Whereas the affable Kolehmainen was regarded as the smiling Suomi star of the Stockholm Olympics, the taciturn Nurmi was seen as the unsmiling Finnish crown prince of distance running.

He had endured a tough upbringing in the south-west of the country, leaving school at the age of 12 after his father died to haul goods up the steep slope to Turku railway station as a delivery boy. He used the trams of Turku as his pacemakers, and walked and ran for hours in the surrounding forests.

“Nurmi was enigmatic, sphinx-like, a god in a cloud,” wrote Norman Harris and Ron Clarke in The Lonely Breed. “He was stern and silent, with uncompromising self-discipline and white-hot ambition, bearing the closest possible resemblance in athletics to Napoleon Bonaparte.”

By 1924, the ‘Phantom Finn,’ as the Greta Garbo of the track was dubbed by the press, had claimed three of his nine Olympic gold medals and set six of his 22 world records. At the 1920 Olympics in Antwerp, he succeeded Kolehmainen as 10,000m champion – his ageing idol stepping up in distance to win the marathon – and also won individual and team cross country golds.

“The injury was a bad thing”

When the punishing timetable for Paris was published, the Finnish athletics authorities chose the US-based Ville Ritola as their main man for the 10,000m and omitted Nurmi. The reigning champion requested a place but was asked to run behind Ritola for second place, to save himself for the 1500m and 5000m.

When Nurmi refused, he was offered a slot in the 800m instead. He declined that offer too.

Amid the controversy, Nurmi injured a knee when slipping on ice in a 7km cross country race. He had to rest for two weeks, then walk with his leg straight for several more weeks, pummelling away on a boxing punchbag to maintain some fitness.

Rumours spread that he might not be fit for Paris but, at his insistence, the 1500m and 5000m races were arranged with an hour of each other at Elaintarha. Nurmi wanted to show that he was ready for the mighty challenge in the French capital.

First came the 1500m. The world record stood at 3:54.7, set by Swede John Sander in 1917, though Nurmi had run quicker (3:53.0) en route to his mile record of 4:10.4 in Stockholm in 1923.

It was Nurmi’s want to burn off the opposition with a fast opening lap and he set off with a split of 57.3 on his way to an undisputed world record time of 3:52.6.

There were no signs of fatigue in the 5000m. Nurmi opened with a lap of 65.0 and closed with 62.7. His finishing time was 14:28.2 – a staggering 7.2 seconds inside the global mark he had set in Stockholm two years previously.

“He seemed to be venting anger stored up from the injury,” wrote Harris and Clarke, who knew a thing or two about world record breaking.

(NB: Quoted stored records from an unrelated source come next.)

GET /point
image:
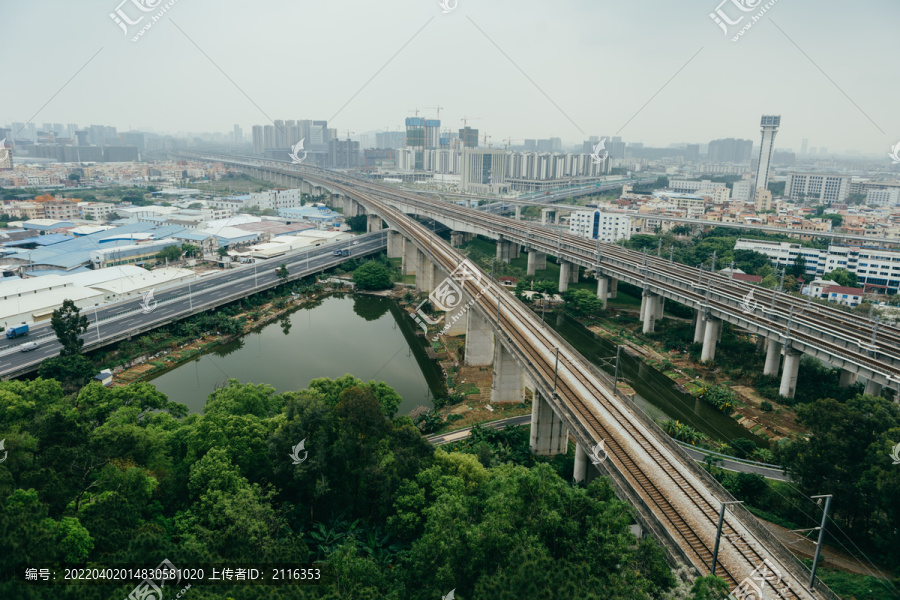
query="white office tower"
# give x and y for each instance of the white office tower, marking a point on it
(769, 127)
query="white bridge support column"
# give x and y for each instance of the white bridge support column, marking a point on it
(603, 289)
(773, 357)
(424, 273)
(537, 261)
(410, 256)
(873, 387)
(848, 378)
(789, 376)
(479, 341)
(565, 274)
(508, 383)
(710, 337)
(580, 463)
(395, 244)
(649, 311)
(456, 319)
(549, 435)
(504, 249)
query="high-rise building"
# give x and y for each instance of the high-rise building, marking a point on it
(820, 187)
(469, 137)
(258, 144)
(768, 127)
(482, 171)
(416, 140)
(268, 137)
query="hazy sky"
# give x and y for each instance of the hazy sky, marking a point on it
(569, 68)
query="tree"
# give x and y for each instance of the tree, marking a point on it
(372, 276)
(72, 372)
(582, 302)
(68, 323)
(841, 277)
(170, 253)
(358, 224)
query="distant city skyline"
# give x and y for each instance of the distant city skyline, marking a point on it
(654, 73)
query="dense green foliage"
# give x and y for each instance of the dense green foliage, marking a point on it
(120, 475)
(68, 324)
(372, 276)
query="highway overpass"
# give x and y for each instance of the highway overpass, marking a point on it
(672, 496)
(791, 327)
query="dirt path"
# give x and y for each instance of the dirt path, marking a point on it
(831, 557)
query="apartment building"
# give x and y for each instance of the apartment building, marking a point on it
(605, 226)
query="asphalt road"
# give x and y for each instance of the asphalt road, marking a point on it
(119, 320)
(729, 465)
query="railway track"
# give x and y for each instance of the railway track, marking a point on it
(664, 483)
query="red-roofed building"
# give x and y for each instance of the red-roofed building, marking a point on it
(746, 277)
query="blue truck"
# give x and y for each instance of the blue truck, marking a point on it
(17, 331)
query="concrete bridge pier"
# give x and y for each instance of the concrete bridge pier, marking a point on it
(649, 311)
(699, 326)
(580, 463)
(410, 258)
(789, 376)
(424, 273)
(537, 261)
(503, 250)
(479, 341)
(455, 319)
(873, 388)
(603, 289)
(565, 274)
(549, 435)
(395, 244)
(773, 357)
(847, 378)
(710, 337)
(508, 383)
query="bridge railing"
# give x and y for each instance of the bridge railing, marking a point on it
(747, 519)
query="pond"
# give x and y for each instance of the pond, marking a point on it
(366, 336)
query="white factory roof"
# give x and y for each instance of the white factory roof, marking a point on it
(37, 306)
(144, 281)
(31, 285)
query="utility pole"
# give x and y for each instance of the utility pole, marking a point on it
(812, 577)
(719, 533)
(616, 377)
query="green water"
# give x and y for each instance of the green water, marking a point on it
(366, 336)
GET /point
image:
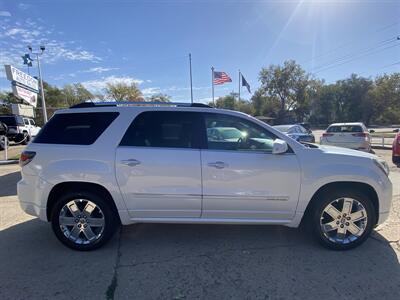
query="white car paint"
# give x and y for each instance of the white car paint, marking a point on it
(351, 140)
(184, 186)
(30, 127)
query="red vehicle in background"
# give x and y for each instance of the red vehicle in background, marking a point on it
(396, 149)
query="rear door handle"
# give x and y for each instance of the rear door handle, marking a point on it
(130, 162)
(217, 164)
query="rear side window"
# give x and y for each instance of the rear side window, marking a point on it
(345, 128)
(75, 128)
(163, 129)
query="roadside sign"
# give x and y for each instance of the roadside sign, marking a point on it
(26, 95)
(24, 86)
(13, 74)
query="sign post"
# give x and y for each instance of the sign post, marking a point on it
(24, 86)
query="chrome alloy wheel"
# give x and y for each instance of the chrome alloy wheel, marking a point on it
(343, 220)
(81, 221)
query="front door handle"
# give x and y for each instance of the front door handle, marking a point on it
(218, 164)
(130, 162)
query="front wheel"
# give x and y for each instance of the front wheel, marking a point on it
(83, 220)
(343, 220)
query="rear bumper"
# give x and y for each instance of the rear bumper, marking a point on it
(32, 194)
(396, 159)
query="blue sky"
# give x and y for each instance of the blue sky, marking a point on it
(96, 41)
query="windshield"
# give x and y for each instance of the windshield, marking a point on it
(11, 120)
(232, 133)
(345, 128)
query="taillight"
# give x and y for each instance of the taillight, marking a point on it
(26, 157)
(360, 134)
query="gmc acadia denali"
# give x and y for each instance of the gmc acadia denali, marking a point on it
(98, 165)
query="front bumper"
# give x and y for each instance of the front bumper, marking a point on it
(33, 193)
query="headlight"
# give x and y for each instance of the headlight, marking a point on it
(381, 164)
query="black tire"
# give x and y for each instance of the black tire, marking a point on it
(111, 220)
(327, 198)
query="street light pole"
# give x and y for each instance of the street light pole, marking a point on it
(191, 83)
(44, 111)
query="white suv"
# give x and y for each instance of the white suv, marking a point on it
(348, 135)
(95, 166)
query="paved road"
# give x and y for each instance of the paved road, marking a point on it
(153, 261)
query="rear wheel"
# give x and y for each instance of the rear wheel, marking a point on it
(342, 220)
(83, 220)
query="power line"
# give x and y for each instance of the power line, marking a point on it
(390, 65)
(355, 58)
(356, 54)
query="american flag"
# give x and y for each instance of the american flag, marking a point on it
(221, 77)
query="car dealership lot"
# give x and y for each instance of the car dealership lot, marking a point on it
(193, 261)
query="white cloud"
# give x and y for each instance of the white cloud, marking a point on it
(4, 13)
(98, 85)
(24, 6)
(99, 70)
(14, 38)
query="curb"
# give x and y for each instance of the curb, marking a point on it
(8, 162)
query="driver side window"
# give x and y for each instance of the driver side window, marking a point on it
(226, 132)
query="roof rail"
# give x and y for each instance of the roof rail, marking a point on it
(144, 103)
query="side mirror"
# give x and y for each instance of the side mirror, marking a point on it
(279, 147)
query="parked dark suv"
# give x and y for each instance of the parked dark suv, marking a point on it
(18, 130)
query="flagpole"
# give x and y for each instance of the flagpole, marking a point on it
(212, 84)
(239, 85)
(191, 83)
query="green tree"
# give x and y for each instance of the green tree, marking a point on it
(159, 98)
(75, 93)
(264, 105)
(123, 92)
(352, 99)
(289, 84)
(384, 99)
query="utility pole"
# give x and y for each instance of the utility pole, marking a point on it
(191, 83)
(212, 84)
(38, 54)
(240, 78)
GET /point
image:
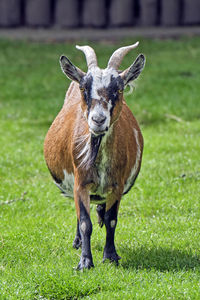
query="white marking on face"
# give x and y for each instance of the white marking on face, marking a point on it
(112, 223)
(96, 111)
(136, 165)
(101, 79)
(83, 227)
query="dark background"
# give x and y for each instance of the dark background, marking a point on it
(98, 13)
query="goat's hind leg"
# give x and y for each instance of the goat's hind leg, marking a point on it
(101, 209)
(110, 220)
(77, 241)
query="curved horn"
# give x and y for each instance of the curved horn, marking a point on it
(90, 55)
(118, 55)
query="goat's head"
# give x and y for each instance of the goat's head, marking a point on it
(102, 89)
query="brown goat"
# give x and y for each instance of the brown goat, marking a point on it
(94, 147)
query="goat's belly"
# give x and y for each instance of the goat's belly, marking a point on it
(67, 185)
(67, 188)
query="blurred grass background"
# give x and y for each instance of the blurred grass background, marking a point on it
(158, 229)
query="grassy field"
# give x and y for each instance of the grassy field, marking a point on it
(158, 233)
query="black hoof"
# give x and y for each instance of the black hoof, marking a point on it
(85, 263)
(77, 242)
(113, 257)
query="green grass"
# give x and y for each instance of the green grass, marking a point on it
(158, 232)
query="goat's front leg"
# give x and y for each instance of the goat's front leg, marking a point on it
(77, 241)
(82, 201)
(110, 221)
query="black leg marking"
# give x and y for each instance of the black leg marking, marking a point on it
(110, 223)
(85, 228)
(101, 209)
(77, 241)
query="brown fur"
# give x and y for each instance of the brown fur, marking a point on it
(60, 151)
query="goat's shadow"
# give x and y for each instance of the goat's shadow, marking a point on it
(162, 259)
(157, 258)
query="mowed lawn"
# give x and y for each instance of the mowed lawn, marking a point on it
(158, 232)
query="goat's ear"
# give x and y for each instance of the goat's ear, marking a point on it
(70, 70)
(134, 70)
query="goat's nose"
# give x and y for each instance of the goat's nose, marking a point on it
(98, 119)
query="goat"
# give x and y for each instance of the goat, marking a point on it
(94, 147)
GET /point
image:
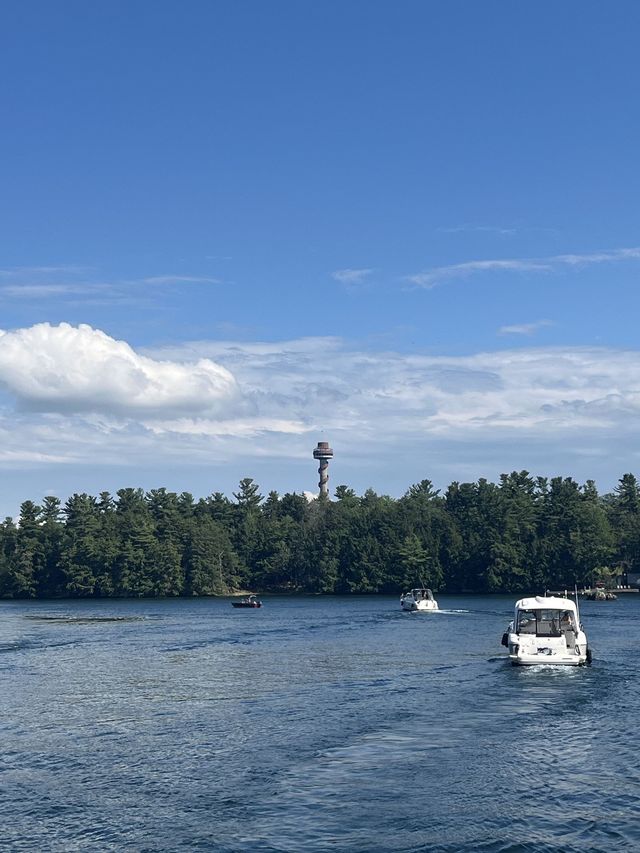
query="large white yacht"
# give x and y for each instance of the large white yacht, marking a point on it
(546, 630)
(418, 599)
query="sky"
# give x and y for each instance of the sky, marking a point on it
(230, 229)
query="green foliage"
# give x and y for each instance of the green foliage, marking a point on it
(522, 534)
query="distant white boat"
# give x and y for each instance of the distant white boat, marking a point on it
(418, 599)
(546, 630)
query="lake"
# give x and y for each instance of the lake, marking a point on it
(312, 724)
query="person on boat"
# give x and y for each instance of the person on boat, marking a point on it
(566, 623)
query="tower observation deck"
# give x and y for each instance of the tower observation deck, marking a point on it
(323, 453)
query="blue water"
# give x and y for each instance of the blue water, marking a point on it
(312, 724)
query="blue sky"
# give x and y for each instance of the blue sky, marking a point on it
(232, 229)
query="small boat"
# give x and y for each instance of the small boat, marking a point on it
(546, 630)
(247, 601)
(600, 593)
(418, 599)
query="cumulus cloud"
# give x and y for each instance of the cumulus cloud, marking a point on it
(391, 417)
(68, 368)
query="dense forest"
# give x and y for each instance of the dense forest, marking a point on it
(522, 534)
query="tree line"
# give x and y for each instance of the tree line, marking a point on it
(523, 534)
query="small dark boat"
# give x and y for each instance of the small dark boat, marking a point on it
(248, 601)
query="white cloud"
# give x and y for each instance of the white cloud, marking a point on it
(85, 398)
(351, 276)
(431, 277)
(68, 368)
(180, 279)
(524, 328)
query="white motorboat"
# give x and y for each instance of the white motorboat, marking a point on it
(418, 599)
(546, 630)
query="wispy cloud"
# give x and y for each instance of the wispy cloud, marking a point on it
(80, 395)
(50, 291)
(524, 328)
(487, 229)
(22, 272)
(431, 277)
(351, 276)
(179, 279)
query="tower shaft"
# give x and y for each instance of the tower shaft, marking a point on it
(323, 453)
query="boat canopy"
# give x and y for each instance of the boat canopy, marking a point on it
(542, 602)
(422, 593)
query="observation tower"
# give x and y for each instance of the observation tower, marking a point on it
(323, 453)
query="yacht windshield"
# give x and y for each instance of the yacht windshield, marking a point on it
(542, 623)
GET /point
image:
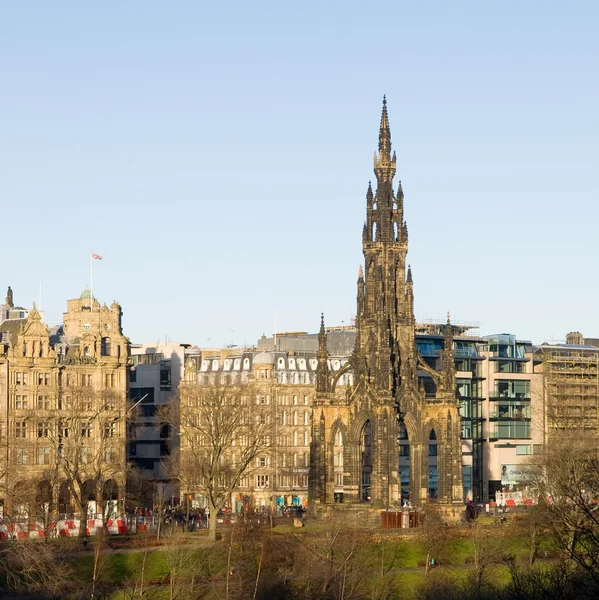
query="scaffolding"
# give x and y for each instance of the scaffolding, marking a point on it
(571, 381)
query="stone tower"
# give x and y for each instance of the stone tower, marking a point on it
(355, 451)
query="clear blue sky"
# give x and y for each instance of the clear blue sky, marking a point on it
(217, 155)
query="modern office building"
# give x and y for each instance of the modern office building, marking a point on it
(155, 375)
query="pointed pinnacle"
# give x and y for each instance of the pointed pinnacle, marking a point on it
(384, 135)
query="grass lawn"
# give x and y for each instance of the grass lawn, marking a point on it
(400, 553)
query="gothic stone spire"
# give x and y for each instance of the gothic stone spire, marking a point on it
(323, 382)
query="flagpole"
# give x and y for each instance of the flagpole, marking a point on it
(91, 281)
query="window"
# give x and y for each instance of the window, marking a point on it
(512, 429)
(64, 429)
(262, 481)
(105, 346)
(43, 456)
(65, 403)
(20, 429)
(21, 456)
(165, 378)
(519, 410)
(109, 429)
(21, 402)
(512, 388)
(109, 455)
(464, 349)
(510, 366)
(43, 429)
(467, 479)
(86, 455)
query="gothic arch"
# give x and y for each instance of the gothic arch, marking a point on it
(355, 431)
(339, 425)
(344, 369)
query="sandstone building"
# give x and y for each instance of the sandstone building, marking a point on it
(63, 410)
(355, 433)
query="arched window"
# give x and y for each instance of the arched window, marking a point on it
(432, 466)
(105, 348)
(366, 447)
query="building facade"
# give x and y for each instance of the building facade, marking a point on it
(156, 372)
(354, 451)
(63, 411)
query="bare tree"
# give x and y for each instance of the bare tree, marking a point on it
(71, 455)
(33, 568)
(568, 479)
(223, 431)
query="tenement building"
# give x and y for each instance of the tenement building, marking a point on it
(280, 385)
(354, 449)
(62, 411)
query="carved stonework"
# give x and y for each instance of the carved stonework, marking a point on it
(358, 459)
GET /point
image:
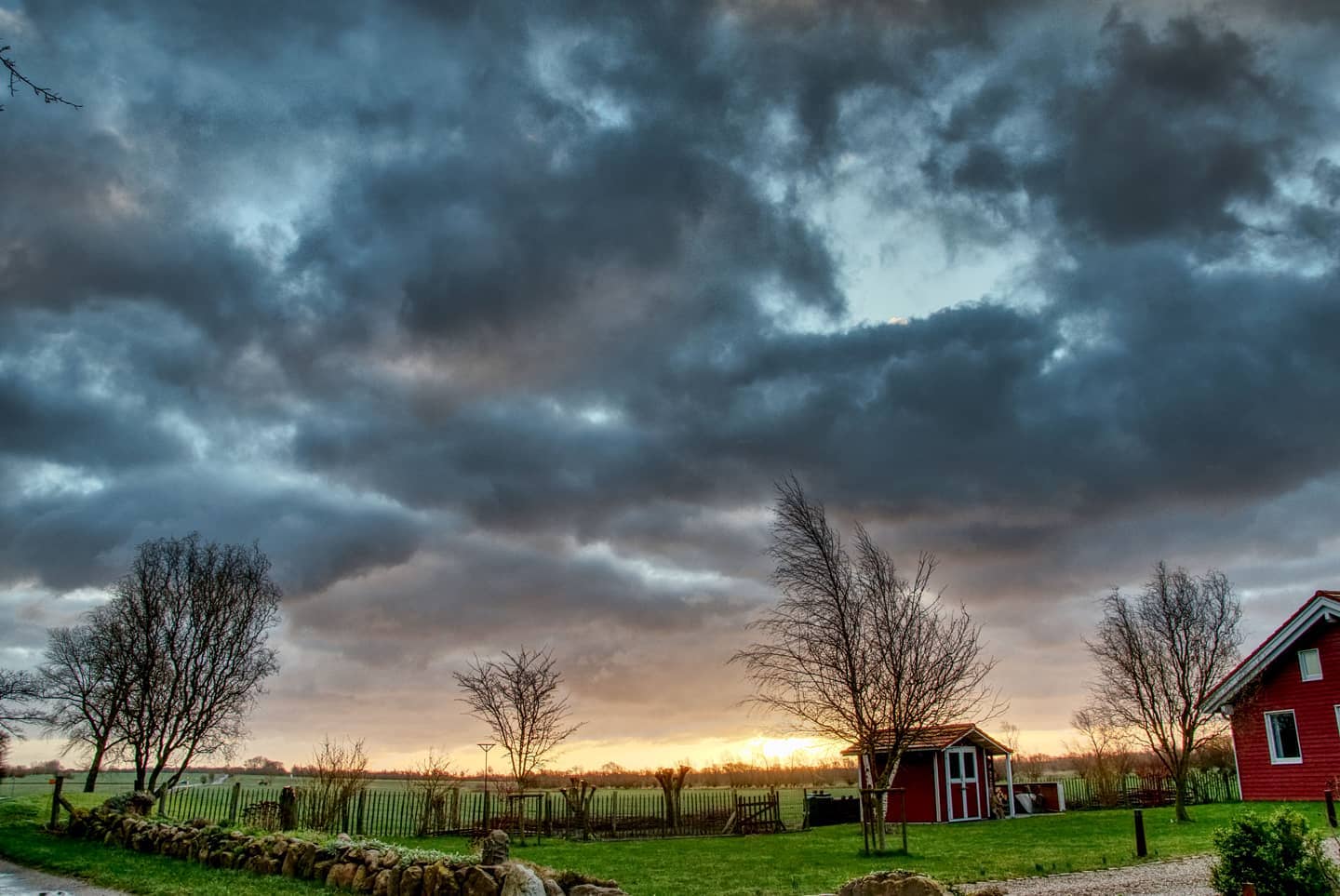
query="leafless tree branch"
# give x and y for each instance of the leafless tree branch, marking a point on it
(517, 697)
(17, 78)
(1158, 657)
(852, 649)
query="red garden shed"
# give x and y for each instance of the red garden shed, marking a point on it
(1284, 704)
(947, 774)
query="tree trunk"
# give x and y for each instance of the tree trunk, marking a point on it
(94, 768)
(1179, 812)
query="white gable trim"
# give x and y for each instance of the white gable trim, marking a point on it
(1272, 649)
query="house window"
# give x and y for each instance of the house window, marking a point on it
(1282, 731)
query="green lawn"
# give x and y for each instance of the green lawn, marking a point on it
(763, 865)
(23, 841)
(819, 860)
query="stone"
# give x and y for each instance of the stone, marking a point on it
(892, 883)
(476, 881)
(521, 881)
(411, 881)
(387, 883)
(495, 848)
(322, 869)
(342, 875)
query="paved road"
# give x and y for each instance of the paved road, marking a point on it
(24, 881)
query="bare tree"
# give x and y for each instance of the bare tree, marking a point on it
(1102, 755)
(435, 780)
(855, 652)
(340, 774)
(19, 694)
(517, 697)
(1158, 657)
(18, 78)
(87, 680)
(195, 616)
(672, 785)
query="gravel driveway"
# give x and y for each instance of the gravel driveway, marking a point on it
(24, 881)
(1177, 877)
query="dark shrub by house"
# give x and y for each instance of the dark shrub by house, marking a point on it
(1279, 855)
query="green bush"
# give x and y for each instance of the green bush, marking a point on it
(1279, 855)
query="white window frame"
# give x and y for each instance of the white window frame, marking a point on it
(1269, 740)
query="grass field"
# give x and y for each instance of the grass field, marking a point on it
(819, 860)
(763, 865)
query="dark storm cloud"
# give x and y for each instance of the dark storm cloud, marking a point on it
(496, 323)
(1174, 128)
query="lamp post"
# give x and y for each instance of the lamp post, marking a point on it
(487, 746)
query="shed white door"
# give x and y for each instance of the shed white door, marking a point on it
(961, 783)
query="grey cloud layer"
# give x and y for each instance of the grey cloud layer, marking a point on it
(495, 320)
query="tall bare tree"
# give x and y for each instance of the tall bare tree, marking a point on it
(517, 697)
(1158, 655)
(87, 680)
(856, 652)
(195, 616)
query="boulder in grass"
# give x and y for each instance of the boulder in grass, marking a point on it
(521, 881)
(892, 883)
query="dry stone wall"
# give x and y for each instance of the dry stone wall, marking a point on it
(342, 864)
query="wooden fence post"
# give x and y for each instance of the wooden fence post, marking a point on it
(60, 781)
(234, 802)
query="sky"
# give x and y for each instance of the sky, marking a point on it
(496, 323)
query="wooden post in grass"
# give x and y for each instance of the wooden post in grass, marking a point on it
(60, 782)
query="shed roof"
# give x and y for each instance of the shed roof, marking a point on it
(941, 737)
(1323, 604)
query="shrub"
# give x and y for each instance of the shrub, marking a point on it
(1279, 855)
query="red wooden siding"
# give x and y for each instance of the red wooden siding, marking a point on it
(1313, 707)
(914, 773)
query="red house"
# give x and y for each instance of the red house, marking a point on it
(1284, 704)
(946, 774)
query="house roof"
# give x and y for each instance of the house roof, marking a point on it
(1324, 604)
(941, 737)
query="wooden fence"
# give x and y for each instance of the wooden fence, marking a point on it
(1151, 791)
(612, 814)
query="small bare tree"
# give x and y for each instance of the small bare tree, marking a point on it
(195, 616)
(517, 697)
(1158, 657)
(340, 774)
(435, 781)
(856, 652)
(19, 692)
(87, 680)
(672, 785)
(1102, 755)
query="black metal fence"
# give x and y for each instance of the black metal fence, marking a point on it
(1151, 791)
(612, 814)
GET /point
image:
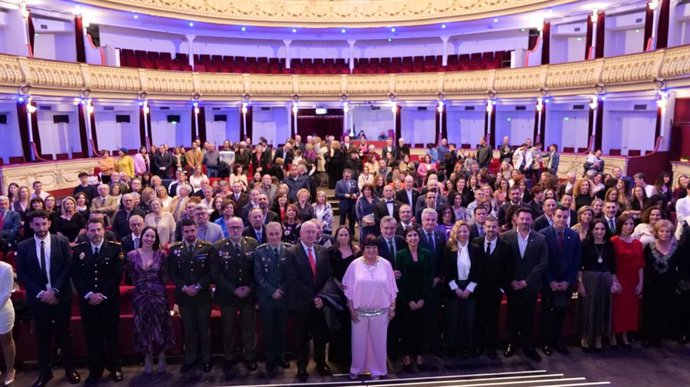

It was put to Nurmi that the injury had been a blessing in disguise, that the enforced rest had done him good. “No, not at all,” he angrily replied. “The injury was a bad thing.”

It was a bad thing for Nurmi’s rivals that he arrived in Paris fully recovered and fully firing. Nothing could stop the Phantom Finn from ghosting into the Olympic record books.